Let me begin with a bit of a rant.
In a sense, this is the last piece of the puzzle to
click into place for the president's Nixonian
transformation.
Spy on reporters? Check. Bomb a country (or two)
without authorization from Congress? Check. Issue
dubious claims of executive privilege to conceal
embarrassments or prevent scandals? Check. Withdraw
from -- and lose -- an unpopular war he didn't
start? Check. Corrupt IRS? Check. Imperial
presidency? Check.
One of the last things on the list was to insist
that the silent majority of Americans is really on
his side. Of course, Nixon's "silent majority"

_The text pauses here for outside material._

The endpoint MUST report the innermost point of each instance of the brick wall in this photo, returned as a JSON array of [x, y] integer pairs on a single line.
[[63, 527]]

actually voted. Obama's, not so much. Nixon's silent
majority was also actually on his side. Obama's
silent majority isn't, at least according to polls.

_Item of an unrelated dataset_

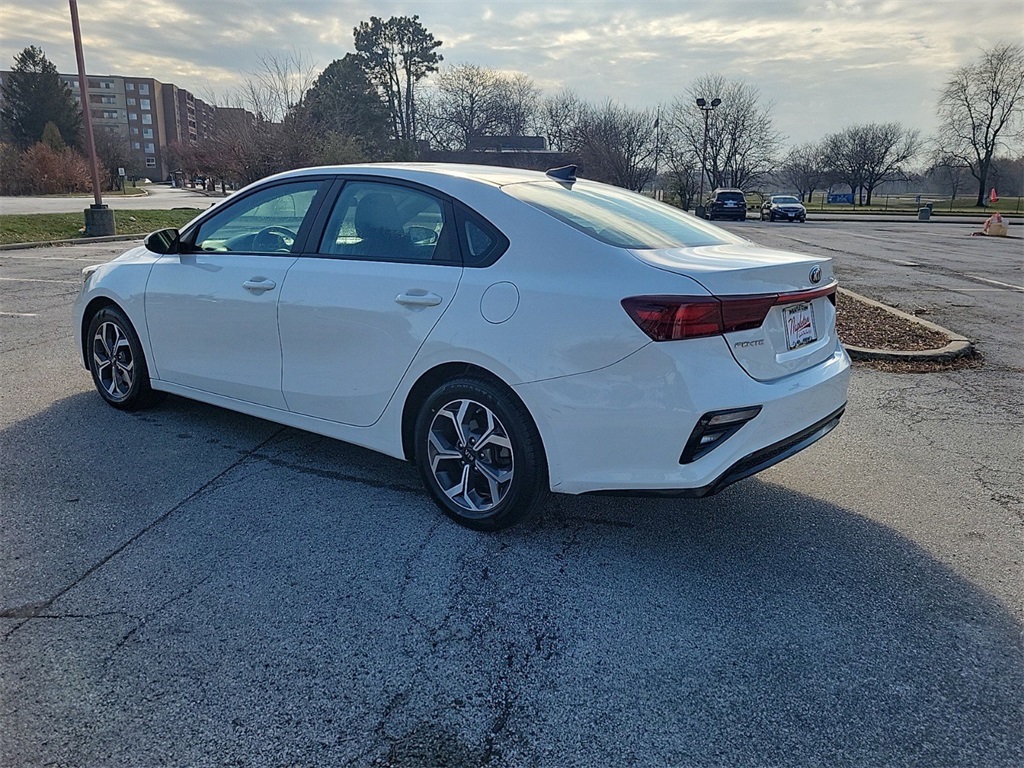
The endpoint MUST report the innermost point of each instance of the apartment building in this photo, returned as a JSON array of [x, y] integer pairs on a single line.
[[150, 115]]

If the majority of Americans agreed with him, a
majority of Americans wouldn't disapprove of him.
OK, rant over.
Still, in a way, Obama is right, though not in
the way he intends. He can hear from non-voters.
Thanks to the Big Data revolution, we no longer
analyze public attitudes, we digitize them. Big
corporations don't merely know what consumers want,
they know what Bud Gretnick at 123 Sycamore Road,
Everywhere USA, wants.
The New York Times famously reported on one instance
where a father of a teenage girl was furious that
Target was mailing his daughter coupons for baby
furniture and maternity clothes.
"My daughter got this in the mail!" the outraged
father yelled at a Minnesota store manager. "She's
still in high school, and you're sending her coupons
for baby clothes and cribs? Are you trying to
encourage her to get pregnant?"
It turns out the store knew she was pregnant before
the dad did.
Meanwhile, we've been debating for several years how
much data-mining the government should be allowed to
do in the name of national security. It's a serious
debate with solid arguments on both sides. Should
the government monitor which websites we go to?
Should it keep tabs on who we are emailing? Etc.
Reasonable people can disagree about the pros and
cons of all this stuff. What I find remarkable,
however, is that we don't seem to care that
politicians are in on this game, too.
In the run-up to the midterms, the Democrats sent
out letters to presumed Democratic voters in an
effort to shame them into voting. "Who you vote for
is your secret," read a letter sent out by the New
York State Democratic Committee. "But whether or not
you vote is public record."
"We will be reviewing voting records ... to
determine whether you joined your neighbors who
voted in 2014." The letter ends with a creepy, if
not outright threatening, warning: "If you do not
vote this year, we will be interested to hear why
not."
Am I the only one thinks it's bizarre that we spend
so much time fretting over how much government
agencies can know about us, but we don't seem to
care a bit about how much the politicians who run
those agencies know about us?
Big Data is in its infancy, but focus groups,
polling and other kinds of market research have been
staple tools of political consultants for decades.
Pop quiz: Have these techniques yielded better, more
responsive or more representative politicians and
public policies?
Maybe we're doing it wrong? The dirty secret behind
gridlock is that all of these seemingly constipated
politicians are doing exactly what the market
research tells them their customers -- i.e., the
voters -- want them to do.
What if politicians didn't have access to focus
groups and ZIP code analysis? What if we had no exit
polls telling us what the chief concern of married
Asian-American males in Portland is?
What if politicians were expected to make decisions
based on what they think is right, informed by their
principles, their analysis of the issues and from
actually talking to constituents -- and not from an
analysis of what a dozen people say in a dimly lit
room in a shopping mall with men in suits taking
notes behind a two-way mirror?
The Founding Fathers didn't take a poll. Nor did
Abraham Lincoln. Modern -- though still rudimentary
-- polling began in the 1930s. Have our politics
really gotten better as a result of ever more
sophisticated poll-assisted pandering?
People say the only poll that matters in on Election Day, but it's not true anymore. Maybe it should be again.